The lurid sun appeared to listen for a moment, then opening its mouth it shouted, “Polly—ahoy!” as if it were hailing the maintop of a seventy-four.
Immediately there was a slight movement in one corner of the room, and straightway from out a mass of marine-stores there emerged a fairy! At least, the little girl, of twelve or thereabouts, who suddenly appeared, with rich brown tumbling hair, pretty blue eyes, faultless figure, and ineffable sweetness in every lineament of her little face, might easily have passed for a fairy or an angel.
“What! caught you napping?” growled the captain in the midst of a paroxysm.
“Only a minute, father; I couldn’t help it,” replied Polly, with a little laugh, as she ran to the fireplace and took up a saucepan that simmered there.
“Here, look alive! shove along! hand it up! I’m chokin’!”
The child held the saucepan as high as she could towards the hammock. The captain, reaching down one of his great arms, caught it and took a steaming draught. It seemed to relieve him greatly.
“You’re a trump for gruel, Polly,” he growled, returning the saucepan. “Now then, up with the pyramid, and give us a nor’-wester.”
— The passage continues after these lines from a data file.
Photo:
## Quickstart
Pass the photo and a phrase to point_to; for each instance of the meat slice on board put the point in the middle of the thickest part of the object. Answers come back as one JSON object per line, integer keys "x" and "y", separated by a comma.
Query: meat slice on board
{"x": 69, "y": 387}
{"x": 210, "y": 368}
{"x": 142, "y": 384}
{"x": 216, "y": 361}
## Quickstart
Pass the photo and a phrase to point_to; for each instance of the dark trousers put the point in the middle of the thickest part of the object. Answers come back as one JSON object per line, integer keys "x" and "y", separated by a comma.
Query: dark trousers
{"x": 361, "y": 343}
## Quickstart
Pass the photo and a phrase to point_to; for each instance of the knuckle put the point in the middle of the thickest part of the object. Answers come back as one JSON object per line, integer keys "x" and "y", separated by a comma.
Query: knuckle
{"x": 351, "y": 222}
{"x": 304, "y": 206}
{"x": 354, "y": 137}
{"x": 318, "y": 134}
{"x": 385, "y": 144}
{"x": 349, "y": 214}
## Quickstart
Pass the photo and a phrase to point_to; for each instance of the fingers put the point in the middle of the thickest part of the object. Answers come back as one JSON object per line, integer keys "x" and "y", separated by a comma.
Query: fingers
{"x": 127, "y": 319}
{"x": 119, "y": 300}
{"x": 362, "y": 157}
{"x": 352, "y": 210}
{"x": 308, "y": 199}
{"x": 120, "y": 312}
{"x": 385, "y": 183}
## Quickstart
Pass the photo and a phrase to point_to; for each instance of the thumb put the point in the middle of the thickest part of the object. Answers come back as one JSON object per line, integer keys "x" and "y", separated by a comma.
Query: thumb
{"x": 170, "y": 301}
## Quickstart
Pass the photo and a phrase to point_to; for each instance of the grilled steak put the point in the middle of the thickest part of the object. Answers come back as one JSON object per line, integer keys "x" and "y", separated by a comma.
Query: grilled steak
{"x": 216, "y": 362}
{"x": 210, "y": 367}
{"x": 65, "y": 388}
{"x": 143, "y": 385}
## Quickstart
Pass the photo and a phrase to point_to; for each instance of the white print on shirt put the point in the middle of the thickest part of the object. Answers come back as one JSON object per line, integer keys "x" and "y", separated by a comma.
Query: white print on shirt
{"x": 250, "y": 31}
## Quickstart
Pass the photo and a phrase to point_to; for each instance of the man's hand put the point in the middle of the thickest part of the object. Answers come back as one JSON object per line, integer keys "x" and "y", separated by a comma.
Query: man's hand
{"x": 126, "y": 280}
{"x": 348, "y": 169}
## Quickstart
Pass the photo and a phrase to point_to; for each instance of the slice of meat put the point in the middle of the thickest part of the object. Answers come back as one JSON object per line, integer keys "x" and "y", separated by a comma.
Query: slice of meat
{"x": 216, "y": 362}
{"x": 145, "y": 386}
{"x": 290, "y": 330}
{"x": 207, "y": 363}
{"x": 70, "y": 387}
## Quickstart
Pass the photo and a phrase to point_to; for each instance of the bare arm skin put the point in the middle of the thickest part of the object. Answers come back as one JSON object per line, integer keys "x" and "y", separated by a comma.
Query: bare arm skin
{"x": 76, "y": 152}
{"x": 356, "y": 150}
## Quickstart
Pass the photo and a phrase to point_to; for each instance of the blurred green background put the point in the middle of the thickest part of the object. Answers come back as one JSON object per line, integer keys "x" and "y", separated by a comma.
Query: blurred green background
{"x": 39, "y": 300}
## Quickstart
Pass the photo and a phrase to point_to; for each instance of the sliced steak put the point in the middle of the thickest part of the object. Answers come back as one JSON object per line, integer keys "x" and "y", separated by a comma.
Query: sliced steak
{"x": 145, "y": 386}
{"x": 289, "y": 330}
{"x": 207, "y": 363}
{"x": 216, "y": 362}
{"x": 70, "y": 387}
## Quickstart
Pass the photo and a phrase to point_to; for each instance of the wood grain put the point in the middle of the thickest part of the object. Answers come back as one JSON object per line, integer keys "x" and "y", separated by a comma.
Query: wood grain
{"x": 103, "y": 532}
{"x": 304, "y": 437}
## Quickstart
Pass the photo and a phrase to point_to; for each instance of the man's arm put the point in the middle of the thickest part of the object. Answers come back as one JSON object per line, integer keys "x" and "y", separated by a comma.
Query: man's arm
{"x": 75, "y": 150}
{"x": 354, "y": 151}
The child returned the saucepan to the fireplace, and then actively placed a chair nearly underneath the hammock. Upon the chair she set a stool, and on the top she perched herself. Thus she was enabled to grasp the lurid sun by two enormous whiskers, and, putting her lips out, gave it a charming “nor’-wester,” which was returned with hyperborean violence. Immediately after, Polly ducked her head, and thus escaped being blown away, like a Hindoo mutineer from a cannon’s mouth, as the captain went off in another fit.
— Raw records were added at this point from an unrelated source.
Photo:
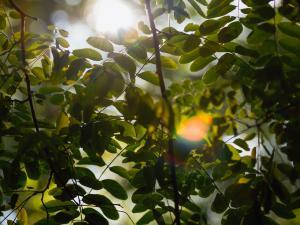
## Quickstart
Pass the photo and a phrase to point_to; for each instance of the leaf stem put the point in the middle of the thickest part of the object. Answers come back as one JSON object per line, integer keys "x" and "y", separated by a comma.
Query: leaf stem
{"x": 172, "y": 119}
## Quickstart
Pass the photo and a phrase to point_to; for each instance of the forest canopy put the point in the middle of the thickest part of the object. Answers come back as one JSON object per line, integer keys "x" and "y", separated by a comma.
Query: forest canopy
{"x": 191, "y": 116}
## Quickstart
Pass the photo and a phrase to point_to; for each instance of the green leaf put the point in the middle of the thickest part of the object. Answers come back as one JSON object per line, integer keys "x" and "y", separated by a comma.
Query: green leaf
{"x": 138, "y": 52}
{"x": 290, "y": 29}
{"x": 241, "y": 143}
{"x": 56, "y": 205}
{"x": 93, "y": 217}
{"x": 87, "y": 53}
{"x": 150, "y": 77}
{"x": 120, "y": 171}
{"x": 209, "y": 26}
{"x": 197, "y": 7}
{"x": 210, "y": 76}
{"x": 101, "y": 43}
{"x": 38, "y": 72}
{"x": 168, "y": 63}
{"x": 124, "y": 61}
{"x": 57, "y": 99}
{"x": 103, "y": 203}
{"x": 219, "y": 204}
{"x": 220, "y": 10}
{"x": 201, "y": 63}
{"x": 283, "y": 211}
{"x": 91, "y": 182}
{"x": 146, "y": 218}
{"x": 64, "y": 217}
{"x": 290, "y": 44}
{"x": 50, "y": 89}
{"x": 231, "y": 32}
{"x": 115, "y": 189}
{"x": 190, "y": 56}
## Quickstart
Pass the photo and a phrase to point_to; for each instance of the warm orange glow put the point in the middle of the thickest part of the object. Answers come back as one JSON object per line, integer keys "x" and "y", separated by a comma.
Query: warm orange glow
{"x": 195, "y": 128}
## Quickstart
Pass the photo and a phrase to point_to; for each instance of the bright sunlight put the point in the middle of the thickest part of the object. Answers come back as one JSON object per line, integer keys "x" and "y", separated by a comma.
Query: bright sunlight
{"x": 195, "y": 128}
{"x": 109, "y": 16}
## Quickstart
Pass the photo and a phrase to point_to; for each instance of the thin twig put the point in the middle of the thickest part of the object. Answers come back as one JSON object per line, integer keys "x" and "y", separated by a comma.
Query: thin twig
{"x": 171, "y": 112}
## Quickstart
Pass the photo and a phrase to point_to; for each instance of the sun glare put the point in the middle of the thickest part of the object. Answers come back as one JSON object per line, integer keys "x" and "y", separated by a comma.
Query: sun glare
{"x": 195, "y": 128}
{"x": 108, "y": 16}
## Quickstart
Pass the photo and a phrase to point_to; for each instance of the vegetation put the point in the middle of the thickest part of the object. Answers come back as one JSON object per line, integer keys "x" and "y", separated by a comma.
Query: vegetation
{"x": 245, "y": 92}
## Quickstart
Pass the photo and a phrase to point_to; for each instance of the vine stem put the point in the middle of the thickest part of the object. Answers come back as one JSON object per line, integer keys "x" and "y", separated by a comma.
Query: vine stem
{"x": 171, "y": 112}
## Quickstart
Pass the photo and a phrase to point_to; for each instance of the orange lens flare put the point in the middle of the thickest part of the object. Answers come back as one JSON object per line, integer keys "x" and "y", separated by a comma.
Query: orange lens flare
{"x": 195, "y": 128}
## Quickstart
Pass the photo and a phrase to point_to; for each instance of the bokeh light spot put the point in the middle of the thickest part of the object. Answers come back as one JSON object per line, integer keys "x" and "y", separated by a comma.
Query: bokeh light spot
{"x": 108, "y": 16}
{"x": 195, "y": 128}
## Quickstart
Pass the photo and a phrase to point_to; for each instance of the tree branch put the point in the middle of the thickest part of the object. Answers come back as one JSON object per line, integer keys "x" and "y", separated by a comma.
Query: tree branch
{"x": 172, "y": 119}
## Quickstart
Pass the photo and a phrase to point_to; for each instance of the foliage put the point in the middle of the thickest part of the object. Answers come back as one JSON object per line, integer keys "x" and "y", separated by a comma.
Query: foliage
{"x": 55, "y": 125}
“Oh! father,” said Polly, quite solemnly, as she descended and looked up from a comparatively safe distance, “isn’t it awful?”
“Yes, Poll, it’s about the wust ’un I’ve had since I came from Barbadoes; but the last panful has mollified it, I think, and your nor’-wester has Pollyfied it, so, turn into your bunk, old girl, an’ take a nap. You’ve much need of it, poor thing.”
“No, father, if I get into my crib I’ll sleep so heavy that you won’t be able to wake me. I’ll just lie down where I was before.”
“Well, well—among the rubbish if ye prefer it; no matter s’long as you have a snooze,” growled the captain as he turned over, while the fairy disappeared into the dark recess from which she had risen.
Just then a tap was heard at the door. “Come in,” roared the captain. A tall, broad-shouldered, nautical-looking man entered, took off his hat, and stood before the hammock, whence the captain gave him a stern, searching glance, and opened fire on him with his pipe.
“Forgive me if I intrude, Captain Samson,” said the stranger; “I know you, although you don’t know me. You start to-morrow or next day, I understand, for Melbourne?”
“Wind and weather permittin’,” growled the captain. “Well, what then?”